I haven’t had much time to parse the government’s reply brief in King v. Burwell. A few quick reactions:
They Know They Lose. Start of the brief (“Statement”):
The Affordable Care Act was enacted to provide “Quality, Affordable Health Care for All Americans.” Tit. I, 124 Stat. 130 (emphasis added).
An all emphasis, without more (and Congress ensured that comprehensive reach …) signals that the rest is junk. (You’re trying to make a single word trump the entire instrument.) E.g., a non-delegation brief that starts on “All legislative powers…” invokes a premise that’s been rejected 150,000 times. That brief could continue that the Founders must have meant what they said in Article I. But no one would ever say that of Congress, and most assuredly not of the Congress that passed the ACA.

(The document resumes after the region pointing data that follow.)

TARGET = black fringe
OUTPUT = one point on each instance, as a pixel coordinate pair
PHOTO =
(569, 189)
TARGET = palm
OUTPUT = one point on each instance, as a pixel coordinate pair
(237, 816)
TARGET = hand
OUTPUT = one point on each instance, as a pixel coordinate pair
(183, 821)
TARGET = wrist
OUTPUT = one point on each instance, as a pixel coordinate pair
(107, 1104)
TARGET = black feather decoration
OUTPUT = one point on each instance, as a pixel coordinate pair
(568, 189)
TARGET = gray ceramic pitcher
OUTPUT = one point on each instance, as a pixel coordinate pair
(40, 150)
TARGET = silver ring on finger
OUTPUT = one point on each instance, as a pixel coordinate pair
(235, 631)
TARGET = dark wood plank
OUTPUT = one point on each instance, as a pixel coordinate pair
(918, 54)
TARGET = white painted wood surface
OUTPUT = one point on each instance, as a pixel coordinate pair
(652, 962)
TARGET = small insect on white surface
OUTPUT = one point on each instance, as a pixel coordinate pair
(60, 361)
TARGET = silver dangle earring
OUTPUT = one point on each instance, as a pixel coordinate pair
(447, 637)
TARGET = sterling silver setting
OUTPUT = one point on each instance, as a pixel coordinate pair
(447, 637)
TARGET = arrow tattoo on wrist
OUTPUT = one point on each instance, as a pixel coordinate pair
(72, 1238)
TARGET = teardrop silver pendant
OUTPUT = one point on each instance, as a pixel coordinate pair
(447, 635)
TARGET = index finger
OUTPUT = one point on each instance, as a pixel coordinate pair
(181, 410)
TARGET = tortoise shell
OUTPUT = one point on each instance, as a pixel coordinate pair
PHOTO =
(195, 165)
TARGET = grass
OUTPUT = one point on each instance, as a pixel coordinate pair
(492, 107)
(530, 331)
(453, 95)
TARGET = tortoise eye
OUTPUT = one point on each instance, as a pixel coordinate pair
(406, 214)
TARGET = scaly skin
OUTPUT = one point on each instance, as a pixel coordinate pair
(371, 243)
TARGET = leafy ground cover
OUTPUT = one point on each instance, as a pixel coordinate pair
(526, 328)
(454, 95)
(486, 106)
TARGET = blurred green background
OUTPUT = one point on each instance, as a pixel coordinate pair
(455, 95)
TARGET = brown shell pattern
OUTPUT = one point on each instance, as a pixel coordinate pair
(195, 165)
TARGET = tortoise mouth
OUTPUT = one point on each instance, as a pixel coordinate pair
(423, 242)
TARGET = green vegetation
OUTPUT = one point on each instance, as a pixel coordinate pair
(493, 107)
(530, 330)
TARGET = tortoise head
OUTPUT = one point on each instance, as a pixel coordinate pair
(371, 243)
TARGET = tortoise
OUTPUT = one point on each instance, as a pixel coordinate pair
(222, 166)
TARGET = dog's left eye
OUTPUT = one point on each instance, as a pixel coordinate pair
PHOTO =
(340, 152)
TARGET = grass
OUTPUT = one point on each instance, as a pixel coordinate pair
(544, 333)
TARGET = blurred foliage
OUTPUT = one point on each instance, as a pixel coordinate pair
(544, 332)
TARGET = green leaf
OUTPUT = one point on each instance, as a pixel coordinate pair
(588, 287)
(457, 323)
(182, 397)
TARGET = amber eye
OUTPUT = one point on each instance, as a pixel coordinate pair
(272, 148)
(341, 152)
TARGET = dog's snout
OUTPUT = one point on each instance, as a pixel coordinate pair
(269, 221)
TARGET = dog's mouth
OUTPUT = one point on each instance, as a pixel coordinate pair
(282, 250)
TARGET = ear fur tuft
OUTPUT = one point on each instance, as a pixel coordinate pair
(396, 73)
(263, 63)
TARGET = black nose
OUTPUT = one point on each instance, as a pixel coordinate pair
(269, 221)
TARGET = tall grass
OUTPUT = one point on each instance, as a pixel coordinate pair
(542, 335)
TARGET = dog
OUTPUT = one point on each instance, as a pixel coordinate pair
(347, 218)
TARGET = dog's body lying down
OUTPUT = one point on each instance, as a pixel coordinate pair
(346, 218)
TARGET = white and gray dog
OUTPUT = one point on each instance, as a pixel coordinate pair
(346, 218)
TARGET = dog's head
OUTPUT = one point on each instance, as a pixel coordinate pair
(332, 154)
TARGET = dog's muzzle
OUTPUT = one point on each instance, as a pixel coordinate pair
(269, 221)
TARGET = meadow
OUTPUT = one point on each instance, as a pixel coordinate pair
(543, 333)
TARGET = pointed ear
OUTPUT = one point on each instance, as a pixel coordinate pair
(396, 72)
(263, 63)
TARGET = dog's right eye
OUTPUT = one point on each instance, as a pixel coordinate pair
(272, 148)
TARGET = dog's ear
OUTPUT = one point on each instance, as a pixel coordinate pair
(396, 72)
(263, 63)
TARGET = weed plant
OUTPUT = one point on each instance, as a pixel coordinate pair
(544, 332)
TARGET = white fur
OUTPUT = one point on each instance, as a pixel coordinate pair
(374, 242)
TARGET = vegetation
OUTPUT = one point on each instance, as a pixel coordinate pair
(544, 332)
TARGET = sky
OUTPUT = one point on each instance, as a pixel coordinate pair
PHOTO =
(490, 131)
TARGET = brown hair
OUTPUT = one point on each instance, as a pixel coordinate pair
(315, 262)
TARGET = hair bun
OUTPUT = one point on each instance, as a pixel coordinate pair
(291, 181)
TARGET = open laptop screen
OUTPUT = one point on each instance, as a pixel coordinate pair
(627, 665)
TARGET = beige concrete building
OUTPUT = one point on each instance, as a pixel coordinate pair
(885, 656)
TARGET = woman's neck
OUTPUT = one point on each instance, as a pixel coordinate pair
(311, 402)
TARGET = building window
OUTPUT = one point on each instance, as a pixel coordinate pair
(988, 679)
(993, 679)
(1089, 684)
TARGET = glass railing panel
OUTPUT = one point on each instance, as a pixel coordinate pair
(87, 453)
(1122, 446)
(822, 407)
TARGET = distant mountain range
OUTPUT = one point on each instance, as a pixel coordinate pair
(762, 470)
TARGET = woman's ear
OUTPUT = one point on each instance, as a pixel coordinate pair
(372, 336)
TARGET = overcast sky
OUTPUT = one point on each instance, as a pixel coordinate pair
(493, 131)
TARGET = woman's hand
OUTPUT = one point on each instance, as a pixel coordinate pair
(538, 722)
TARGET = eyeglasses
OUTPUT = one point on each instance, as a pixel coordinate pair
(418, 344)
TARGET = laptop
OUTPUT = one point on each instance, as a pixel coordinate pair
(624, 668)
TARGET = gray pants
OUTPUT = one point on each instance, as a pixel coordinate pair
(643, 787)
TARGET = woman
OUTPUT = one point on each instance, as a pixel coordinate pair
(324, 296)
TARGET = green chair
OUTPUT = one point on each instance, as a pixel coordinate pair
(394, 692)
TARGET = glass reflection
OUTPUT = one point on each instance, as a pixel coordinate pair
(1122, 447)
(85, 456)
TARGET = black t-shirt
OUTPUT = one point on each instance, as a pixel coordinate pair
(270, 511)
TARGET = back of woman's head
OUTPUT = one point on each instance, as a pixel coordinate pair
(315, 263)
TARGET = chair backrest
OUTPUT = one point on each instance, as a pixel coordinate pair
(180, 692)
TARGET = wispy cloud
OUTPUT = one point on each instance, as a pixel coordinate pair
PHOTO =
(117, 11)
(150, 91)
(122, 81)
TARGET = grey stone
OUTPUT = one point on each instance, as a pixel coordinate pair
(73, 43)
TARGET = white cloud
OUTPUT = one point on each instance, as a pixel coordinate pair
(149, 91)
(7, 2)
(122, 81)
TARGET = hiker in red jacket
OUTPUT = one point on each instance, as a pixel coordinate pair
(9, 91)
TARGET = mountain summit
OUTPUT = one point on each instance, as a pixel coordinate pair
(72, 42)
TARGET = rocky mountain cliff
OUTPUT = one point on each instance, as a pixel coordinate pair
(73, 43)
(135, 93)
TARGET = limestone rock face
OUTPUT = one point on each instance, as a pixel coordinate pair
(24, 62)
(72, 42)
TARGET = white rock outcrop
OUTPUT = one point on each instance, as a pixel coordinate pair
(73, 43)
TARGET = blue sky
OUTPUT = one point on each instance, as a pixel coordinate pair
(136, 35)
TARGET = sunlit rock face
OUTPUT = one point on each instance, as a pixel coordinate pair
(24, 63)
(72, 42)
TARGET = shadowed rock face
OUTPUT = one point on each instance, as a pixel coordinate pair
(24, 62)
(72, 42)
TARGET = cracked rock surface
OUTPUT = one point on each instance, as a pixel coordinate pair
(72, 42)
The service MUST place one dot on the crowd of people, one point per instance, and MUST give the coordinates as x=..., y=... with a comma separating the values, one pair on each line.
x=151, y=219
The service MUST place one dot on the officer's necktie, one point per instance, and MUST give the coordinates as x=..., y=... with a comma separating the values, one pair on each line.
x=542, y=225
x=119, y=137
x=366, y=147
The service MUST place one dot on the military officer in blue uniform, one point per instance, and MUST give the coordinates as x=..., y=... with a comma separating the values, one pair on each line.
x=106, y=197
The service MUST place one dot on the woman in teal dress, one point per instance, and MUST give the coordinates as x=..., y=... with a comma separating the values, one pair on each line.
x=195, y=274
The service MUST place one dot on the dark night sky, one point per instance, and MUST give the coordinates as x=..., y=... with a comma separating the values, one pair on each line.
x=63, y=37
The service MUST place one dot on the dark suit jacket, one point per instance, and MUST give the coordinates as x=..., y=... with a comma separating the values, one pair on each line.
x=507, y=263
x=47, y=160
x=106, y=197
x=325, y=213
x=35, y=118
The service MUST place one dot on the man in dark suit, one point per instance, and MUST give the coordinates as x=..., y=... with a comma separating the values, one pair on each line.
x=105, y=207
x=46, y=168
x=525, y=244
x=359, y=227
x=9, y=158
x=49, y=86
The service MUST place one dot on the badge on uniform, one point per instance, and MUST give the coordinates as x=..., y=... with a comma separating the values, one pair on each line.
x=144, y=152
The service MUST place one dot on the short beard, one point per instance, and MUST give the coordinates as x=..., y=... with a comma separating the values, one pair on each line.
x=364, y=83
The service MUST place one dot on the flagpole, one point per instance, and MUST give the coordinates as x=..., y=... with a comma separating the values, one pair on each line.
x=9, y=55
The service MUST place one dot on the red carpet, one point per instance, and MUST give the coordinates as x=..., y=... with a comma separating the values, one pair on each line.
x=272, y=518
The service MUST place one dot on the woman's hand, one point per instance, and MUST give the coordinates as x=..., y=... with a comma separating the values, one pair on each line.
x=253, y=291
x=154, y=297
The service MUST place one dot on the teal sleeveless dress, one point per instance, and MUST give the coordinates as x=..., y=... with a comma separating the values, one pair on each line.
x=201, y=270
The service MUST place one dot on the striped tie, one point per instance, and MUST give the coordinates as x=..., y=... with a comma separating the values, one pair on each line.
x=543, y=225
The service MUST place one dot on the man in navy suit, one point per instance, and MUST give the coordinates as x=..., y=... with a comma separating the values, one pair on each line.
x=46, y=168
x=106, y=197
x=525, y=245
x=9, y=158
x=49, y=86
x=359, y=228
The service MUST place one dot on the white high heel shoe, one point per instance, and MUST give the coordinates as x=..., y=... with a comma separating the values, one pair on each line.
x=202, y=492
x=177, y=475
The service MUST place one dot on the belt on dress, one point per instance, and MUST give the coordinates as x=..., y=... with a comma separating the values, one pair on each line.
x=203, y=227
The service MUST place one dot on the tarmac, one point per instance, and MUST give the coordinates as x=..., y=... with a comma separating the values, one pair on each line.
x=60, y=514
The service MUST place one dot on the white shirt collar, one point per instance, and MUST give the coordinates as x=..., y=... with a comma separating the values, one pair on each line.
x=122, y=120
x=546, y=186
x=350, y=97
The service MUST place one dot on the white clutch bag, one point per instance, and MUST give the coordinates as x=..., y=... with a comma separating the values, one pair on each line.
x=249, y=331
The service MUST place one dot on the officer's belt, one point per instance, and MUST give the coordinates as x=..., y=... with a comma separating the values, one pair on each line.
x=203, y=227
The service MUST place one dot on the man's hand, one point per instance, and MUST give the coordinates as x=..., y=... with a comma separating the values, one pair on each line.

Open like that: you’re under water after the first sentence. DoJ doesn’t make rookie mistakes like that; they do it here because they know they’re under water before that sentence.
Bait, Laugh. Footnote 19 of the Government’s Brief:
Petitioners rely heavily (Br. 4-5, 42-43) on statements made by Jonathan Gruber, an economist, consultant, and supporter of the Act. But those statements were made two years after the Act was passed, and Gruber has clarified that they were taken out of context. Jonathan Gruber, Written Testimony Before the House Comm. on Oversight & Gov’t Reform 2 (Dec. 9, 2014).
Perhaps that’s the best that the government can do with this clown, but it’s wrong on every count. While petitioners would obviously love to have Professor Gruber share some more of his brilliant thoughts with the stupid voters of this country, their case “relies” not at all (let alone “heavily”) on his averments. As for Professor Gruber’s “clarification”: who the hell takes a video out of context? Another desperate maneuver: No way on earth that plaintiffs’ counsel (Michael Carvin) will take this bait.
To “realist” minds King may have been actually decided with the cert grants in the gay marriage cases. The cases will come down on the same day at the end of the Term, and so the justices will split the difference that way: freedom for gays and lesbians and then Justice Kennedy will ride off to Colorado with Dagney I-am-IJ, or whatever.
Maybe. Lets noodle over the Straussian implications of all that when it’s over. Support for now CEI’s and Mike Carvin’s true and correct take: it’s a statutory case, not a crusade.